VISTO Y LEíDO
› Por Liliana Viola
Una pena en observación
C. S. Lewis
Anagrama
$ 20
C. S. Lewis es el escritor inglés amigo de Tolkien que nació en 1898, profesor de Oxford y de Cambridge, autor de la saga de Narnia, esos siete tomos de fantasía para niños en cuyo homenaje Harry Potter, según la misma Rowling, también tendrá siete partes. C. S. Lewis es además aquel célibe acérrimo defensor del catolicismo —interpretado por Anthony Hopkins en Tierra de sombras— que se enamoró por primera y única vez en su vida, a los 52 años, de Joey Davidman, una poeta norteamericana, judía, comunista, divorciada y con hijos. Se casaron a pesar de los reparos de una comunidad académica conservadora y fueron felices unos años hasta que la muerte —ella murió de cáncer— los separó.
Una pena observada es el registro desesperado y metódico de los signos que deja el desprendimiento en el aire, en el cuerpo y en el razonamiento. La palabra muerte que puede pronunciarse cotidianamente sin causar conmoción, aquí aparece en su capacidad literal, despojada de todo filtro de representación, contundente y desalmada, dejando al hombre solo haciendo movimientos en falso para tratar de entender que lo que era no será. ¿Quién puede afirmar que la muerte es algo natural? Se desespera Lewis como un lobo enjaulado en la vida que le queda. El escritor se transforma en estas pocas páginas, en un cronista atónito de su propia desnudez que le impone prenda por prenda su dolor. La única defensa ante el ridículo, ante la autoconmiseración que lo avergüenza, ante el deseo de no olvidar un rostro y a su vez evitar la tentación de hacer las cosas “como le gustarían a Joy”, es tomar nota de la contradicción. Lewis busca, entre los despojos en que se ha convertido su propia casa y su propia voluntad, algún cuaderno libre. Resuenan las palabras de su amada poco antes de morir: “El sufrimiento de mañana es consecuencia de la felicidad de hoy”. En cuanto encuentra unas hojas en blanco, comienza su descargo: “Nadie me dijo nunca que la pena se siente casi igual que el miedo. No tengo miedo, pero la sensación es la misma; esa agitación del estómago, esa inquietud, bostezos. Paso tragando saliva”. Durante el primer mes de duelo y hasta que se acaben las hojas libres en la casa, anotará sus reflexiones inútiles en tanto pretendan encauzar el movimiento de una mente que va en todas direcciones, en busca de la normalidad que falta. Culpar a Dios, entender a Dios, dudar de Dios, dudar de uno mismo frente al dolor hasta volvérselo a encontrar: “Hay un lugar donde su ausencia me llega localmente a casa, un lugar que no puedo eludir. Me refiero a mi propio cuerpo”. Lewis va construyendo a su pesar y de manera fragmentaria un catálogo de los gestos, reflexiones, movimientos en falso, que provoca lo irreversible. Va desde las quejas existenciales hasta las molestias del roce cotidiano: “Me cuesta absorber lo que dicen los demás. O quizá no quiera escucharlos. Es tan sin interés. Pero deseo que los demás estén cerca. Me aterran los instantes en que la casa está vacía. Si tan sólo hablaran entre sí y no conmigo”.

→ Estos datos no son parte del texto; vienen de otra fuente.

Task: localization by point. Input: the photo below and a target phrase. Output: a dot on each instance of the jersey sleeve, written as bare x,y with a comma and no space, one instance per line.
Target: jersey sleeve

Este texto sirvió de punto de partida para la película y ha sido tomado por muchos foros católicos para mostrar la duda y el regreso a Dios. Es además una elegía, una canción de enamorado que como todo enamorado no hace más que hablar de sí mismo, no hace más que hacerse indefenso, ya que nada más grave que esto puede pasarle. “Ni siquiera consigo visualizar con claridad su rostro mientras procuro imaginarla. Pero su voz continúa viviente y límpida. La recordada voz que en cualquier momento me convierte en niño que gime y gime.” C. S. Lewis murió en 1963, dos años después que Joey Davidman.